Measurement of serum 25(OH)D concentrations
In the 2001–2006 cycle of the NHANES, serum 25(OH)D concentrations were measured by DiaSorin RIA kit (Stillwater MN) and by a standardized liquid chromatography–tandem mass spectrometry (LC–MS/MS) method in 2007–2018. So as to use and analyze 25(OH)D concentration, the regression equations were selected to converted RIA measurements of 25(OH)D concentration to equivalent 25(OH)D measurements in the standardized LC–MS/MS method to adjust for assay drifts. Follow the recommendations of CDC, LC–MS/MS data was performed for analysis .

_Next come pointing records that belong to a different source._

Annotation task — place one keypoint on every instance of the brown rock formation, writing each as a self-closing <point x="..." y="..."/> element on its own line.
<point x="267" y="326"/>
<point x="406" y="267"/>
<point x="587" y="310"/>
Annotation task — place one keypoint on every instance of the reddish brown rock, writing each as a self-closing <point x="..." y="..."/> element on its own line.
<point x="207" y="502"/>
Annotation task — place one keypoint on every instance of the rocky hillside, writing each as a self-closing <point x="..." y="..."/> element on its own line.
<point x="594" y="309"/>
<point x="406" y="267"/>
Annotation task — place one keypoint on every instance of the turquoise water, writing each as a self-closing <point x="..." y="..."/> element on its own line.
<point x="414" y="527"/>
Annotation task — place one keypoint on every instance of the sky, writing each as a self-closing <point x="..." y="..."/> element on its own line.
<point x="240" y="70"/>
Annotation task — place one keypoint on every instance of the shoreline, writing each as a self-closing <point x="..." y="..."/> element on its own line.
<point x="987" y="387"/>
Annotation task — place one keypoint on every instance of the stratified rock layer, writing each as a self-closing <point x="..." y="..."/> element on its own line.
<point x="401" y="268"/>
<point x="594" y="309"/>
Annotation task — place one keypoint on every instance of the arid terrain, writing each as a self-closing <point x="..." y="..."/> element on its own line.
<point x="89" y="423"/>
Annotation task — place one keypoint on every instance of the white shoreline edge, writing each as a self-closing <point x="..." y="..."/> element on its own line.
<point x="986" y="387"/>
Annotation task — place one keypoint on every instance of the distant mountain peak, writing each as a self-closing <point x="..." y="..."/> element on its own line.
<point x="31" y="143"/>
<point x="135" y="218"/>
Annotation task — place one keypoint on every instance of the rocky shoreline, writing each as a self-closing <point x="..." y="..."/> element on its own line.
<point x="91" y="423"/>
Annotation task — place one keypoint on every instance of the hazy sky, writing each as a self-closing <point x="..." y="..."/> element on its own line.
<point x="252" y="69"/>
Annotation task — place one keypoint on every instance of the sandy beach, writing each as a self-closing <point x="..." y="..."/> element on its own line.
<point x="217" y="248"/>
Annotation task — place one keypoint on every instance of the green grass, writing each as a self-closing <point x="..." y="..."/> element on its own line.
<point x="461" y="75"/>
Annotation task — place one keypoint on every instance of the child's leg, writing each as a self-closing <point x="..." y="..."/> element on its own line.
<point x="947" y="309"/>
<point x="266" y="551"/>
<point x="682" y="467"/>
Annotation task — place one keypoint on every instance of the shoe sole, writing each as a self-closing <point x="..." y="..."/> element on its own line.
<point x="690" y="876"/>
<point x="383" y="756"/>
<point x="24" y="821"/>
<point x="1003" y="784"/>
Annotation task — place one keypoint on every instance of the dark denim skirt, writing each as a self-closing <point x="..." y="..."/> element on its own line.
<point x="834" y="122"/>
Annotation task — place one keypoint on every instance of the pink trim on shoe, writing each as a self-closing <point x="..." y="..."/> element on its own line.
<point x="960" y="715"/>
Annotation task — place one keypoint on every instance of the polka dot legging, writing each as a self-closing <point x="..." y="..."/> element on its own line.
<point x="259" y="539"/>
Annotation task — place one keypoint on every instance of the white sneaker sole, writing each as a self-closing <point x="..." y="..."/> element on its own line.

Determination of mortality outcomes
To determine the mortality status of the follow-up population, we used 2001–2018 NHANES public-use linked mortality files, the survival status of participants was followed up to December 31, 2019. The ICD-10 was used to determine disease-specific death, and NCHS classified heart diseases (054–068), malignant neoplasms (019–043), and all other causes (010) . Serum 25(OH)D levels were classified according to the Endocrine Society Clinical Practice guidelines , as follows: < 25.00 nmol/L, indicating severe vitamin D deficiency; 25.00–49.99 nmol/L, indicating vitamin D deficiency; 50.00–74.99 nmol/L, indicating vitamin D insufficiency; ≥ 75.00 nmol/L, indicating vitamin D sufficiency.
Based on previous research, we used additional covariates in this study. Questionnaires were collected to acquire demographic information (age, race/ethnicity, education level, family income), smoking status, and alcohol intake. Body mass index (BMI, kg/m2) were measured at the Mobile Examination Center. The history of hypertension or diabetes obtained from laboratory, examination and questionnaire data.
Race/ethnicity was categorized as Mexican American, other Hispanic, non-Hispanic White, non-Hispanic Black, other Hispanic or other race; education levels were classified as less than a high school education, some high school, high school graduate/GED, some college or associate’s degree, college graduate or more; BMI was categorized as underweight (< 18.5 kg/m2), normal (18.5 to < 25 kg/m2), overweight (25 to < 30 kg/m2), subjects with obesity (BMI 30 kg/m2 or greater); alcohol intake was defined by the monthly alcohol consumption, and categorized by (non-drinker, 1 to < 5 drinks/month, 5 to < 10 drinks/month, or 10 + drinks/month; and smoking status was classified as current, former, or never smoker.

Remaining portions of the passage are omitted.